12) N-Tau experiments
The conclusion that dynein needs to be localized at the minus end, rather along the length of the microtubule, is based on use of an N-Tau construct. Please comment on caveats associated with this construct. For example, is the affinity between Tau and the microtubule load bearing? What is the expression level of the N-Tau construct compared to endogenous NuMA and other constructs?"
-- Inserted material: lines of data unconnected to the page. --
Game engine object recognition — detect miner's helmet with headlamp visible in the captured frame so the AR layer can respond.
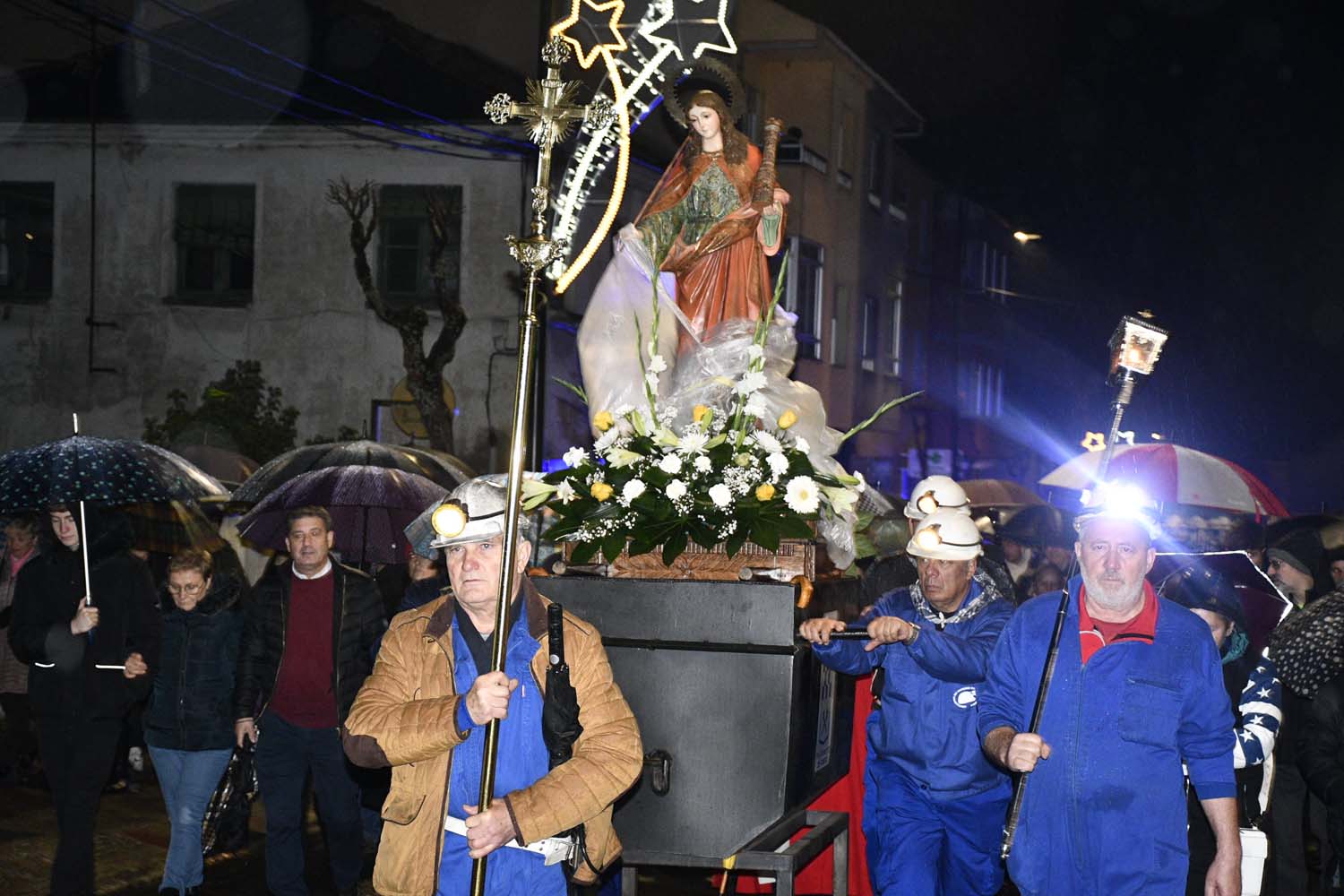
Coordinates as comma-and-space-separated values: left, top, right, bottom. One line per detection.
1074, 481, 1163, 543
430, 473, 532, 548
906, 509, 981, 560
906, 476, 970, 521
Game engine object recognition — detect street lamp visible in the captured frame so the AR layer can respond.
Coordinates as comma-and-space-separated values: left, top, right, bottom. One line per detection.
1097, 314, 1168, 482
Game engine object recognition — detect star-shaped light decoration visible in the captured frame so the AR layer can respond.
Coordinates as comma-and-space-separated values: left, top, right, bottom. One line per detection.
640, 0, 738, 62
551, 0, 629, 68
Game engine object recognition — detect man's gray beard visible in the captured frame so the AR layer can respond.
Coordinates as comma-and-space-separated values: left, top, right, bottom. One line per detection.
1082, 571, 1144, 613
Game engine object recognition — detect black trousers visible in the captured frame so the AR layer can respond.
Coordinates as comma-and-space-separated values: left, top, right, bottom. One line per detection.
38, 716, 121, 896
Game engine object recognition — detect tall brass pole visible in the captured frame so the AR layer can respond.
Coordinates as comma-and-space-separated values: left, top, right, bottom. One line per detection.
472, 38, 616, 896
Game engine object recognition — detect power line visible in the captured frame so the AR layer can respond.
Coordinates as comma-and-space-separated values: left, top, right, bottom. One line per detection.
62, 0, 521, 156
142, 0, 532, 151
5, 0, 513, 161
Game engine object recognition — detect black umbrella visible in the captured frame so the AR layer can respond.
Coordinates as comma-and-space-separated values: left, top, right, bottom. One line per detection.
0, 415, 228, 603
233, 439, 473, 504
238, 466, 445, 563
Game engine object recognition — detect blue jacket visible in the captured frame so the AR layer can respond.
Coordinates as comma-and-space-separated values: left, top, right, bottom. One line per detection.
980, 576, 1236, 896
814, 581, 1013, 799
438, 600, 567, 896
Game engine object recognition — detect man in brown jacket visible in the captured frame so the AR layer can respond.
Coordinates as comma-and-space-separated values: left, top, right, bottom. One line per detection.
346, 477, 642, 896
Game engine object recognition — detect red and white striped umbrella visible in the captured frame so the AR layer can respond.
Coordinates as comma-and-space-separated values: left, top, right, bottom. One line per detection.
1040, 444, 1288, 516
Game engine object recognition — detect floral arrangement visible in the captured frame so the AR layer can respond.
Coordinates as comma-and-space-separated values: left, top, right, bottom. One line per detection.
524, 259, 913, 564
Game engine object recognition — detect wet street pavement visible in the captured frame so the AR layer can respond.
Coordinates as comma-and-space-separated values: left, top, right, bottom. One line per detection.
0, 769, 718, 896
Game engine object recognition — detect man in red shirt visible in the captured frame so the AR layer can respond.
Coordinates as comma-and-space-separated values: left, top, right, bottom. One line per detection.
234, 506, 384, 896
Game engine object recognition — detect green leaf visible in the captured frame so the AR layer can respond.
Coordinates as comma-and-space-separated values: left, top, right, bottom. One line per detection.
551, 376, 588, 406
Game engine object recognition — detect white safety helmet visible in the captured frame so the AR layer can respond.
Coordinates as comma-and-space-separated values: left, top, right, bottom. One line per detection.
430, 473, 531, 548
906, 476, 970, 520
1074, 481, 1163, 541
906, 509, 981, 560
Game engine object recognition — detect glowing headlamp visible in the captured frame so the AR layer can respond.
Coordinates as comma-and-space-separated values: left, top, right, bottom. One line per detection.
429, 501, 470, 538
916, 522, 980, 551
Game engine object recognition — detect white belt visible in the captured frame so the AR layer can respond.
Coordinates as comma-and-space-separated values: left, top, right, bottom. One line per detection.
444, 815, 574, 866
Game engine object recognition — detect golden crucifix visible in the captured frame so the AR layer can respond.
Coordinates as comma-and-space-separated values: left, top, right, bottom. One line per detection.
472, 36, 616, 896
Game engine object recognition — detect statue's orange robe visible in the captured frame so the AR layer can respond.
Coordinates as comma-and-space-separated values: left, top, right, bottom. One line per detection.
636, 145, 784, 353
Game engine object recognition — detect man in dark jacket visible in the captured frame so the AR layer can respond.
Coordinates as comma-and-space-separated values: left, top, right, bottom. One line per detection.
10, 506, 161, 896
234, 506, 383, 896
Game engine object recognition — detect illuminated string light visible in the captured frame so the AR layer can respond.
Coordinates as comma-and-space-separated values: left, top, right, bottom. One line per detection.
547, 0, 738, 294
551, 0, 629, 70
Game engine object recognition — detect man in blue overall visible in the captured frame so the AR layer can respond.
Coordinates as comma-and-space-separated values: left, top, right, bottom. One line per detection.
800, 511, 1013, 896
980, 492, 1241, 896
346, 477, 642, 896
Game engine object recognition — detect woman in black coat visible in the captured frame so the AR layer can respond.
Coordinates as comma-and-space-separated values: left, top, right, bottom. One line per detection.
10, 506, 161, 896
144, 549, 244, 895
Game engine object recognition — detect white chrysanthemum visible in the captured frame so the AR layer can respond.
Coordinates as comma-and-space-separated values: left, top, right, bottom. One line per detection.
752, 430, 784, 454
733, 371, 765, 395
784, 476, 822, 513
677, 433, 710, 454
621, 479, 645, 504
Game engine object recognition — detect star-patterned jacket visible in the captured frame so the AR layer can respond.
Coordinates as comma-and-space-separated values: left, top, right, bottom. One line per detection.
1233, 656, 1284, 769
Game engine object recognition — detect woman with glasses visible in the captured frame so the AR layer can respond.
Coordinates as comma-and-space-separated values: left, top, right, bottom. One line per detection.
144, 549, 242, 895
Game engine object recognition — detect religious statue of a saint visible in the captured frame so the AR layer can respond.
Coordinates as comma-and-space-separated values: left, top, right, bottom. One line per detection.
626, 90, 789, 353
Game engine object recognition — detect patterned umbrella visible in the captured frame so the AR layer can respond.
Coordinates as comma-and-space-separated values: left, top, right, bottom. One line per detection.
238, 466, 448, 563
233, 441, 473, 504
1040, 444, 1288, 516
1148, 551, 1293, 656
0, 435, 228, 513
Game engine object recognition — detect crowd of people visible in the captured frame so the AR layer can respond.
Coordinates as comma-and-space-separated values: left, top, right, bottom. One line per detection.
0, 477, 1344, 896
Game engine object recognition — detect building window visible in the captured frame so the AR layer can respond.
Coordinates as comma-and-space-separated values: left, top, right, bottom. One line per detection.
771, 237, 825, 361
868, 130, 887, 210
831, 286, 849, 366
174, 184, 257, 305
859, 296, 881, 371
960, 360, 1004, 418
889, 280, 906, 376
378, 185, 462, 307
0, 181, 56, 302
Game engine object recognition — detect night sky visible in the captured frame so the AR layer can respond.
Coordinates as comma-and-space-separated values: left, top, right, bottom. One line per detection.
787, 0, 1344, 509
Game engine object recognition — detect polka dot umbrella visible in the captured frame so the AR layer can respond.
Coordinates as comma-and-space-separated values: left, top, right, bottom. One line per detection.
0, 417, 228, 603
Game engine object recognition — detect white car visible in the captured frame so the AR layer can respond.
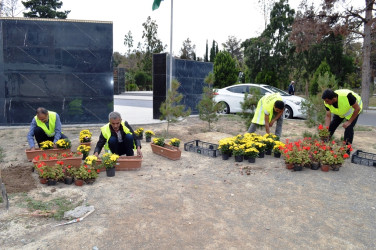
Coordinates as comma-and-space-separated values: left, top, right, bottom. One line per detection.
214, 83, 306, 118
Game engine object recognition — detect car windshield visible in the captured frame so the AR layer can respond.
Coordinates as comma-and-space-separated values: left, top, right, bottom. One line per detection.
263, 85, 290, 96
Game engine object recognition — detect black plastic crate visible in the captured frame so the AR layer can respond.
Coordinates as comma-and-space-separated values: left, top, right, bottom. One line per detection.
184, 140, 220, 157
351, 150, 376, 167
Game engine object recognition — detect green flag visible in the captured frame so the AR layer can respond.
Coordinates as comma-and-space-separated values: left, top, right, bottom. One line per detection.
153, 0, 163, 10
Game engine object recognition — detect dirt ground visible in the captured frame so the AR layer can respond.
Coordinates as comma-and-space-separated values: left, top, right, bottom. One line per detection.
0, 115, 376, 249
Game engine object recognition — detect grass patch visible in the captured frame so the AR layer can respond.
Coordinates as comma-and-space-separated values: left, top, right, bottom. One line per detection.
18, 195, 82, 220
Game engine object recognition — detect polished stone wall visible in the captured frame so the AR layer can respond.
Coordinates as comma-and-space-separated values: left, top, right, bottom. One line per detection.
0, 18, 114, 125
153, 53, 213, 119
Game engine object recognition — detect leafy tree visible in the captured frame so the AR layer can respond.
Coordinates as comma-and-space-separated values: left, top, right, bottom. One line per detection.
209, 40, 218, 62
291, 0, 376, 108
242, 0, 295, 88
180, 38, 196, 60
204, 40, 209, 62
142, 16, 166, 75
198, 72, 221, 131
302, 72, 338, 127
213, 51, 239, 88
222, 36, 243, 62
309, 59, 333, 95
21, 0, 70, 19
159, 79, 191, 137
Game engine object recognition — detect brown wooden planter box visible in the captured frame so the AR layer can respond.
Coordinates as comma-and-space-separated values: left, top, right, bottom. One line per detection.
33, 156, 82, 167
97, 156, 142, 172
150, 143, 181, 161
25, 148, 71, 161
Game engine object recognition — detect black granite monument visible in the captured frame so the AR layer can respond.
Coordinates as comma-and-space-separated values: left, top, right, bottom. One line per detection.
0, 17, 114, 125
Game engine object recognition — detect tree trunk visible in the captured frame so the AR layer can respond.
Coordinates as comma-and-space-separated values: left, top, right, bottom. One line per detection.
361, 0, 375, 109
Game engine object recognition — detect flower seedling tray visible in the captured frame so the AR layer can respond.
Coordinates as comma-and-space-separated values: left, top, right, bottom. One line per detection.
184, 140, 220, 157
351, 150, 376, 167
97, 156, 142, 171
We have added a discussion of this caveat: “we cannot formally exclude […] that while N-Tau recruits dynactin (Figure 6D), it cannot effectively couple to dynein.” In addition, other experimental and computational studies (e.g., Elie et al., Sci. Rep. 2015; Ahmadzadeh et al., Biophys. J.2015) suggest that Tau’s interaction with the microtubule can bear load.
To quantify the expression level of the GFP-N-Tau construct compared to full-length (FL) GFP-NuMA, we measured the average GFP intensity within the spindle region (normalized to cytoplasmic background intensity) for a confocal slice through the spindle center, for all cells used in our analysis of spindle organization (Figure 6C). Unfortunately, more ideal comparisons of integrated intensity within the whole spindle volume were not possible, given how these data were acquired. However, these average intensity measurements (Author response image 2) suggest that N-Tau expression was comparable or higher than full-length NuMA. Each data point represents an individual cell; n = 19 for FL NuMA and n = 16 for N-Tau. Thus, N-Tau’s inability to rescue spindle organization is not due to low protein expression. Comparison to endogenous levels was not possible, as the polyclonal NuMA antibody binds with unknown stoichiometry to N-Tau vs. NuMA. Due to these limitations, we do not report this data in the manuscript.